Date of Award

8-2025

Degree Type

Dissertation/Thesis

Degree Name

Doctor of Nursing Practice (DNP)

School

Leadership and Advanced Nursing Practice

Committee Chair

Dr. Lisa Morgan

Committee Chair School

Leadership and Advanced Nursing Practice

Committee Member 2

Dr. Lakenya Fortner

Committee Member 2 School

Leadership and Advanced Nursing Practice

Abstract

This doctoral project aimed to address the inconsistent and inadequate assessment of suicide risk by healthcare professionals in a Rural Community Clinic. Staff members do not comprehensively understand the Columbia-Suicide Severity Rating Scale and vary in how they screen patients before the intervention. When we looked at the baseline, we found that only 45% of charts contained suicide risk screening, and C-SSRS was used in only 5% of cases. Some of the main obstacles reported were not properly training staff and keeping patients from sharing their thoughts on this subject.

The main objective of the doctoral project was to test whether C-SSRS training improves the correct detection of suicidal ideation among that group of people. The intervention was based on the Chronic Care Model and the Theory of Planned Behavior, and healthcare providers received a two to three-hour structured class. Providers practiced using the C-SSRS in their regular patient sessions and continued to use it for two weeks after the training.

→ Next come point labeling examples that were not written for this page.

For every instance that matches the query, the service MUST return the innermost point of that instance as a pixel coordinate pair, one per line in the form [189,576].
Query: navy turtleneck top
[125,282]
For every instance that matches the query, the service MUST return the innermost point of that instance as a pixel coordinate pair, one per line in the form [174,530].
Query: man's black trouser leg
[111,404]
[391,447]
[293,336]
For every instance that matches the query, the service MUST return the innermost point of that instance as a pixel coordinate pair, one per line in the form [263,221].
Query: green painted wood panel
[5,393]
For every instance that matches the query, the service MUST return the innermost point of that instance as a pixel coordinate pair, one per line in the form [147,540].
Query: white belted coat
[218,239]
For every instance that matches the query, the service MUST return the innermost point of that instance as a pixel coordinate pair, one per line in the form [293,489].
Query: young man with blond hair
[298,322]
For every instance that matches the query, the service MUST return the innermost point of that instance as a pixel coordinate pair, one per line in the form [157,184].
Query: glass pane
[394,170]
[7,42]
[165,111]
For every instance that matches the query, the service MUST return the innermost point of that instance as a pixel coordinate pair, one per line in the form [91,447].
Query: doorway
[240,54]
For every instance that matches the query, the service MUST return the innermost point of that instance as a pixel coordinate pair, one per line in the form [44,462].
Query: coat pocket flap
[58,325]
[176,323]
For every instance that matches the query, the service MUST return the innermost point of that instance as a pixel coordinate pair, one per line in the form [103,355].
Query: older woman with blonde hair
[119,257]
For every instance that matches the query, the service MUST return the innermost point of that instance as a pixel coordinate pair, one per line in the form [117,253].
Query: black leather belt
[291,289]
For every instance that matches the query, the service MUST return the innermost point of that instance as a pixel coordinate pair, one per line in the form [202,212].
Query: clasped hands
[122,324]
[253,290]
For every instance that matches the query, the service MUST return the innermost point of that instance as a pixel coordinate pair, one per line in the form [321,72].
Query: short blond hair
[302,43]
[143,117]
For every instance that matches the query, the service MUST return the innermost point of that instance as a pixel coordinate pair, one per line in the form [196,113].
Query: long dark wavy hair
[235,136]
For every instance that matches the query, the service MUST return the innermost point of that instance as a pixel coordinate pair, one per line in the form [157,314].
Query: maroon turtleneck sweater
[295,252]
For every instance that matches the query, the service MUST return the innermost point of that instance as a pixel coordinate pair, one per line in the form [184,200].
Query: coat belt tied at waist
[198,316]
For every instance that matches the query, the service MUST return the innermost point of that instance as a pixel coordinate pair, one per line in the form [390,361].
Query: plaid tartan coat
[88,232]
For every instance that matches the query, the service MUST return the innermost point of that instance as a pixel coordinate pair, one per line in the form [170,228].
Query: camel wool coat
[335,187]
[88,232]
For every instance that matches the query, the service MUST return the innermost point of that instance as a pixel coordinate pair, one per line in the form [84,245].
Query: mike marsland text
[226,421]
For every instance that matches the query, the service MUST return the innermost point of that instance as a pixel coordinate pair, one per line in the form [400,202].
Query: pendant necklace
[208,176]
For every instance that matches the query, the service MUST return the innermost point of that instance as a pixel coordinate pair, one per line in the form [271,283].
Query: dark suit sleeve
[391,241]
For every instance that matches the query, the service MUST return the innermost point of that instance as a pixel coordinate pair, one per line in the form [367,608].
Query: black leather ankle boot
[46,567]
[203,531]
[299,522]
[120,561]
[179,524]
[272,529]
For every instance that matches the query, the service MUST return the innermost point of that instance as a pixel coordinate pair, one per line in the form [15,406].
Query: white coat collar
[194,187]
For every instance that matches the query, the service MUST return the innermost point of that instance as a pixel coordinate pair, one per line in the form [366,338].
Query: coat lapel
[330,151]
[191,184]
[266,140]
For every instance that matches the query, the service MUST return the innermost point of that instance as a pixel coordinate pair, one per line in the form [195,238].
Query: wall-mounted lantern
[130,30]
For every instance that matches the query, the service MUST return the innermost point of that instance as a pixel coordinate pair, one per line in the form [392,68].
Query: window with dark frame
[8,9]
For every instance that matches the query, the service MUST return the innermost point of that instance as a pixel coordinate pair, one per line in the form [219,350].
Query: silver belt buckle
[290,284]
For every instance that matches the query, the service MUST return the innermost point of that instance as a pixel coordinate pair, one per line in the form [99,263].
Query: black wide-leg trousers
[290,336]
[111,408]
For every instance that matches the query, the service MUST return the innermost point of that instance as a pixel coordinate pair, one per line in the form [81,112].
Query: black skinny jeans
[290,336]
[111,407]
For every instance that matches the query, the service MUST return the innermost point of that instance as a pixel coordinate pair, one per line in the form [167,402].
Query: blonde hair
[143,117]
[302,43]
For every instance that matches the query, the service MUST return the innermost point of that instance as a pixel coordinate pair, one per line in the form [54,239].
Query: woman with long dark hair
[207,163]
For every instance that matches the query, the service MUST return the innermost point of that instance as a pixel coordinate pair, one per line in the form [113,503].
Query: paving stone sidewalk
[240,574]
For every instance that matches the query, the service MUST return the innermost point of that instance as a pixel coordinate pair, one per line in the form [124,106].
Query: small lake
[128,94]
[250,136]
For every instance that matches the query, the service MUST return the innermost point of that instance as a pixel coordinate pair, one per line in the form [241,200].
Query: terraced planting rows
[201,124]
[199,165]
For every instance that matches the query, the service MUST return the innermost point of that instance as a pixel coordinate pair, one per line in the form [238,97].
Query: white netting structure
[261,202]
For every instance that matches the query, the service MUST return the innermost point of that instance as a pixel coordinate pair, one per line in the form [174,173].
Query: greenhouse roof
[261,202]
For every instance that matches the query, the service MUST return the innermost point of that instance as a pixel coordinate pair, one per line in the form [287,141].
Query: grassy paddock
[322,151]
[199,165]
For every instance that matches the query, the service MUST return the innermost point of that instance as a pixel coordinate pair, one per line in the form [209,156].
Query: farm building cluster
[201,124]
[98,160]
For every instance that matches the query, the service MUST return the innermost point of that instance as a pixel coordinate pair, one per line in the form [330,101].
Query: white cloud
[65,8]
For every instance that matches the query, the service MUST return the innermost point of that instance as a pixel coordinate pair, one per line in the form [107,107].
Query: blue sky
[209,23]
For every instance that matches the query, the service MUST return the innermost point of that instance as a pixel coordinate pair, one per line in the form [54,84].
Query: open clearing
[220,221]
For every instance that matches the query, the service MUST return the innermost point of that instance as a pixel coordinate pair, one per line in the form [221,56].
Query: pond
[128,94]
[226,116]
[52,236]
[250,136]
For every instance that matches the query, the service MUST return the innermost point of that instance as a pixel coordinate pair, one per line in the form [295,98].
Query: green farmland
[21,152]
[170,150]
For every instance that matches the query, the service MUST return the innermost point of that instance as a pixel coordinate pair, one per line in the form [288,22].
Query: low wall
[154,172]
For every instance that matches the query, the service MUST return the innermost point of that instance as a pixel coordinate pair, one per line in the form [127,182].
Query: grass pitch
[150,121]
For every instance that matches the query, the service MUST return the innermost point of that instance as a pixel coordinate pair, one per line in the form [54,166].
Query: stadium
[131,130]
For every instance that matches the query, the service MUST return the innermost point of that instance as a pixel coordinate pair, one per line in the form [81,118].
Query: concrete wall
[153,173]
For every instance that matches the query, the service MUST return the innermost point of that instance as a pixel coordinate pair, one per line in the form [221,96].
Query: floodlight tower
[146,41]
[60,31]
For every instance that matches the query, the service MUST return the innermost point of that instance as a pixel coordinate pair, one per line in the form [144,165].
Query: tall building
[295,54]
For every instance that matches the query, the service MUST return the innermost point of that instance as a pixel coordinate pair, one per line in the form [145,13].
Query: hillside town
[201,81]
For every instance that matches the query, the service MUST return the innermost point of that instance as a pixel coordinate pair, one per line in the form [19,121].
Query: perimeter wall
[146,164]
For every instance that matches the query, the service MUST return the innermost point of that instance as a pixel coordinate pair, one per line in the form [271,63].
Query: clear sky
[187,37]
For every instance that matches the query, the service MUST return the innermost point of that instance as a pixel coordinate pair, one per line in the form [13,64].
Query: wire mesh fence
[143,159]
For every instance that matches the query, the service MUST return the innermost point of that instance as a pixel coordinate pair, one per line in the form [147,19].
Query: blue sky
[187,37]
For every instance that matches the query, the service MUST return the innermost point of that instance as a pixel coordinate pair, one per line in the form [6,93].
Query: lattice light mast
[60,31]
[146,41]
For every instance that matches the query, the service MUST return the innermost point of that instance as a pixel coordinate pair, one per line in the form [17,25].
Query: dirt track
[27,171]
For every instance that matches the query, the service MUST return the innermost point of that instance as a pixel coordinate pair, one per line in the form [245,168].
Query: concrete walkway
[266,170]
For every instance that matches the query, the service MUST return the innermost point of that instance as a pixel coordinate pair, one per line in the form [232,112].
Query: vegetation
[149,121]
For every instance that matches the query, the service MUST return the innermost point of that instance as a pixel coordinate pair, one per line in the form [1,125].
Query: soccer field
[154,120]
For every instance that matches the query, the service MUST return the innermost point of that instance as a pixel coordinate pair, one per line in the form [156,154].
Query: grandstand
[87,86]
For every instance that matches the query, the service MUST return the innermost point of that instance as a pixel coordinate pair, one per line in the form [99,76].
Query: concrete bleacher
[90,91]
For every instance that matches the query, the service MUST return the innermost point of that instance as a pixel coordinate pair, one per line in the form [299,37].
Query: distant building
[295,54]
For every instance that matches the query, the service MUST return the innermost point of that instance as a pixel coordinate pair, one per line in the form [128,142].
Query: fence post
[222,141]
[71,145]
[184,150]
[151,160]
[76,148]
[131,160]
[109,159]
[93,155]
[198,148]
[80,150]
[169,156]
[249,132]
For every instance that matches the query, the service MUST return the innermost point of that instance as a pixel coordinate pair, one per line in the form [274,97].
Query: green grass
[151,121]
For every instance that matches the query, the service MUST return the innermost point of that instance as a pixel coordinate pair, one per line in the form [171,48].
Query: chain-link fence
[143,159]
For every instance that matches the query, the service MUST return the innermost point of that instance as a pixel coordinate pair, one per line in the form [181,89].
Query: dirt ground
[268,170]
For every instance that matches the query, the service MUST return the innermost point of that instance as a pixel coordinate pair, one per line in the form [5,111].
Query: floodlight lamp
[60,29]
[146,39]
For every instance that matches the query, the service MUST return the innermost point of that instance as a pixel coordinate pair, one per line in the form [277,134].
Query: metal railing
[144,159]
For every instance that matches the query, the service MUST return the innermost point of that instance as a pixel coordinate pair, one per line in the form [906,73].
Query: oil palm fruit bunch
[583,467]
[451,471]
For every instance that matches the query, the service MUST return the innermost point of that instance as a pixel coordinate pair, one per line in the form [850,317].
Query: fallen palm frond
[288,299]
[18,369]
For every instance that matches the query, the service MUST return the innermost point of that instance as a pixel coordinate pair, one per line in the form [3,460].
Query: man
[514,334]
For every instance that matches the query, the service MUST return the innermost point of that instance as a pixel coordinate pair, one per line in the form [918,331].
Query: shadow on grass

Following the intervention, there was a notable increase in C-SSRS charting, with 9 out of 10 charts recording its use and 89% of them being properly completed. Both provider confidence in assessing suicide risk and their level of comfort talking about the sensitive issue went up, with 73% and 80% feeling confident and comfortable, respectively. Thanks to the intervention, there were more cases of suicidal ideation found after the intervention, with 40% noted in the charts compared to 30% before the intervention, and three crisis intervention appointments were scheduled. The research showed that more people were diagnosed; however, regular follow-up care requires better attention. It proves that education and adopting useful tools like the C-SSRS make screening for suicide risk more thorough and help provide timely responses to community mental health.